The paper titled 'Large Language Models for Fault Localization: An Empirical Study' provides a detailed examination of the economic costs associated with using large language models (LLMs) for fault localization, which is a critical precursor to automatic program repair. The authors highlight that the economic cost dimension is a significant factor in evaluating the feasibility of deploying LLMs in real-world scenarios. They note that while LLMs, such as Qwen2.5-coder-32b-instruct and GPT-4.1 mini, demonstrate promising capabilities in fault localization tasks, the economic implications cannot be overlooked.

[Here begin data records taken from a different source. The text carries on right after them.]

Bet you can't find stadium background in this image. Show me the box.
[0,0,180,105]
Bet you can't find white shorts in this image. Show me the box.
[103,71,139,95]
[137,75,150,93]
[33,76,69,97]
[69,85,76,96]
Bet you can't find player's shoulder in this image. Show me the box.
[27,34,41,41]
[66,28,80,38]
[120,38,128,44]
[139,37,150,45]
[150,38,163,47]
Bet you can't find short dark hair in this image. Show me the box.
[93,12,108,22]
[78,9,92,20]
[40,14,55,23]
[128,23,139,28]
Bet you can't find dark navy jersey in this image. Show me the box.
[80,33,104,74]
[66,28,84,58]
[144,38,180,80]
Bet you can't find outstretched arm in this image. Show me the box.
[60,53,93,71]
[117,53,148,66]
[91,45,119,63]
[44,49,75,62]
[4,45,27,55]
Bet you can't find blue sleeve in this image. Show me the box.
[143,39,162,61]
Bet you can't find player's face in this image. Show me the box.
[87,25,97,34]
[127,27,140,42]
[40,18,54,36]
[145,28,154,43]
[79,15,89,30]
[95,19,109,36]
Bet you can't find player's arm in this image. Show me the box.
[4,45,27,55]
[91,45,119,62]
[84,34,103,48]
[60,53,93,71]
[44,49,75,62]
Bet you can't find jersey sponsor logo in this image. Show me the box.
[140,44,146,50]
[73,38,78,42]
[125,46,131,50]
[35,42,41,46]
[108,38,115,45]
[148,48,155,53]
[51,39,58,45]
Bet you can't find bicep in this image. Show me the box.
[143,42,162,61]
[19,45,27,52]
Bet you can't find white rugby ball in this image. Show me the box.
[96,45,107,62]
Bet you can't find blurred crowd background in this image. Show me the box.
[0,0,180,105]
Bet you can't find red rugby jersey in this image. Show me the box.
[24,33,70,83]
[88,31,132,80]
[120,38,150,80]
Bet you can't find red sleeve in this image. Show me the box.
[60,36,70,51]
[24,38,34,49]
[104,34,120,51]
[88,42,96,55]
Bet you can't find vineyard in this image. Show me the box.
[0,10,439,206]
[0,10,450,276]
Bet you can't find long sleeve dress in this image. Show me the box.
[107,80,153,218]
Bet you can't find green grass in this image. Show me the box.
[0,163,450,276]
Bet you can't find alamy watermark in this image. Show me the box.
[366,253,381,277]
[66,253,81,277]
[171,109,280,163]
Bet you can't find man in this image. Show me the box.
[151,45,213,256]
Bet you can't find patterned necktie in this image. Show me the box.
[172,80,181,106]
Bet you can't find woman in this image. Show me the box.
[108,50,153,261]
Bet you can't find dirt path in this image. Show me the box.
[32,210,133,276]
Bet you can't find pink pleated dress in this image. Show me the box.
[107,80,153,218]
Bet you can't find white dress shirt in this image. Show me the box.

The study reveals that the cost associated with using LLMs is influenced by several factors, including the model's size and the complexity of the task. For instance, larger models tend to incur higher computational costs due to their increased resource requirements. The authors state, 'Our experimental results show that incorporating bug report context significantly enhances model performance,' which suggests that while additional context can improve accuracy, it may also increase the computational load and, consequently, the cost. Moreover, the paper discusses the diminishing returns of few-shot learning, indicating that while this approach can improve model performance, it does not necessarily translate to cost-effectiveness, as 'few-shot learning shows potential for improvement but exhibits noticeable diminishing marginal returns.'
These cost considerations are crucial when assessing the practicality of using LLMs for automatic program repair. The paper implies that while LLMs can enhance fault localization, the economic costs may limit their scalability and feasibility in practice, particularly for organizations with constrained budgets. The authors suggest that optimizing prompting strategies and leveraging bug report contexts can mitigate some of these costs, but the inherent computational demands of LLMs remain a barrier to widespread adoption. Therefore, the economic cost implications are a pivotal factor in determining the viability of LLMs for automatic program repair, necessitating a careful balance between performance gains and resource expenditure.